Biz, hakları, insan haklarını, temel hakları bir pazarlık konusu yapmıyoruz. Vatandaşlarımızın özgürlüklerini doyasıya yaşayacağı bir Türkiye’nin hızla zenginleşeceğine inanıyoruz. Nefes yolları tıkanmış bir ülkenin, hiçbir alanda başarılı olamayacağını çok iyi biliyoruz."

'DEVLET FAİLLERİ ORTAYA KOYMAK ZORUNDA'

Basın toplantısının ardından gazetecilerin sorularını yanıtlayan Babacan, 30 Aralık 2022’de Ankara’da öldürülen eski Ülkü Ocakları Genel Başkanı Sinan Ateş cinayetine ilişkin açıklamalarda bulundu.

Babacan, “Ankara’da işlenen cinayet kabul edilebilir bir vaka değil. Birileri cesaret alıp bu tür işler yapıyorsa bunun tek sorumlusu iktidardır, iktidarın başındaki sayın Erdoğan’dır. Hiç kimse ortamdan cesaret alıp Türkiye’yi geçmişin karanlıklarına götürmek gibi bir düşünceye kapılmasın. Devlet, devletlik görevini yerine getirmek zorundadır. Bu işin failleri kimse, niye olduysa bütün açıklığıyla ortaya koymak zorundadır” diye konuştu.

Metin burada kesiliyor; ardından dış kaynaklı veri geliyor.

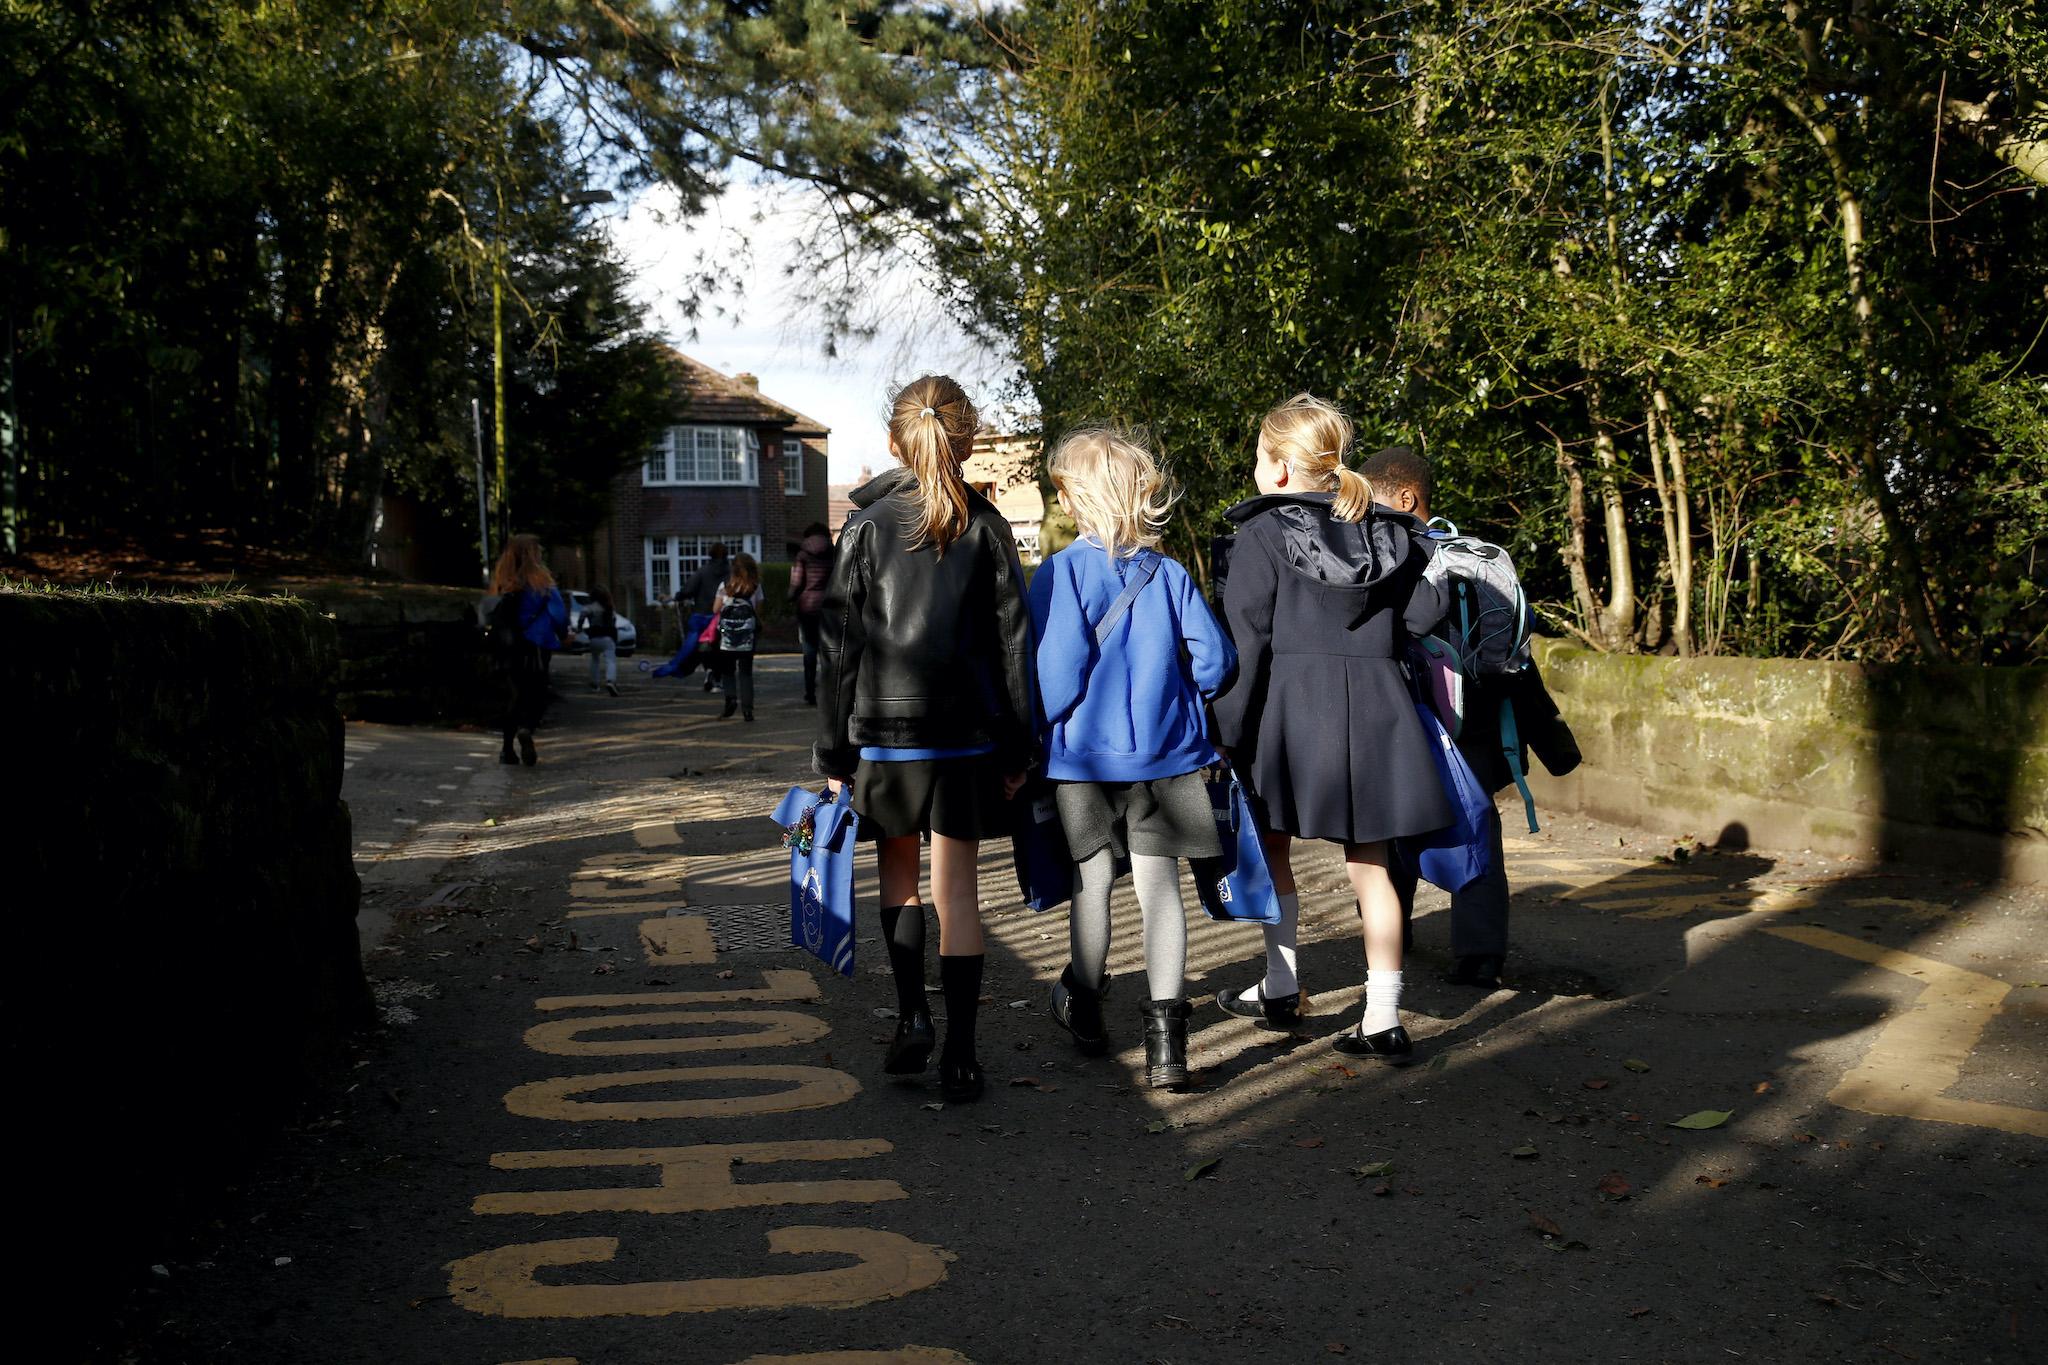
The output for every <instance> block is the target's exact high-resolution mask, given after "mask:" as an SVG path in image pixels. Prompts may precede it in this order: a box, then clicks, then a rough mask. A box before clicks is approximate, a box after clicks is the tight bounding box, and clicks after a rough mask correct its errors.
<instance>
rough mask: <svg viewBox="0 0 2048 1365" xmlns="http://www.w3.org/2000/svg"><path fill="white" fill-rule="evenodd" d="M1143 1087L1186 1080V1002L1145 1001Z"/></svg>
mask: <svg viewBox="0 0 2048 1365" xmlns="http://www.w3.org/2000/svg"><path fill="white" fill-rule="evenodd" d="M1141 1009H1143V1013H1145V1085H1149V1087H1153V1089H1163V1087H1169V1085H1186V1081H1188V1013H1190V1011H1188V1001H1145V1005H1143V1007H1141Z"/></svg>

'KORKMAYIN MASAYA HİÇBİR ŞEY OLMAZ'

Babacan, altılı masayla ilgili bir soru üzerine “Korkmayın masaya hiçbir şey olmaz. Ne çatlak ne bir şey oluşur. İktidarın tek gerçekçi alternatifi altılı masadadır. Altılı masadaki partiler de bunun bilinci ve sorumluluğuyla hareket etmek zorundadır. Bu da zaten oluyor, gerçekleşiyor” ifadelerini kullandı.

Babacan, başörtüsü teklifine ilişkin bir soruyu “Altılı masanın bu konuda mümkünse ortak bir tutum alması ülkemiz için son derece kıymetli olacaktır. 14 Kasım’da ev sahipliğini yaptığımız toplantıda görüşümüzü değerli genel başkanlarla paylaştım. Önümüzdeki toplantıda da sanırım gündemimizde olacak” sözleriyle yanıtladı.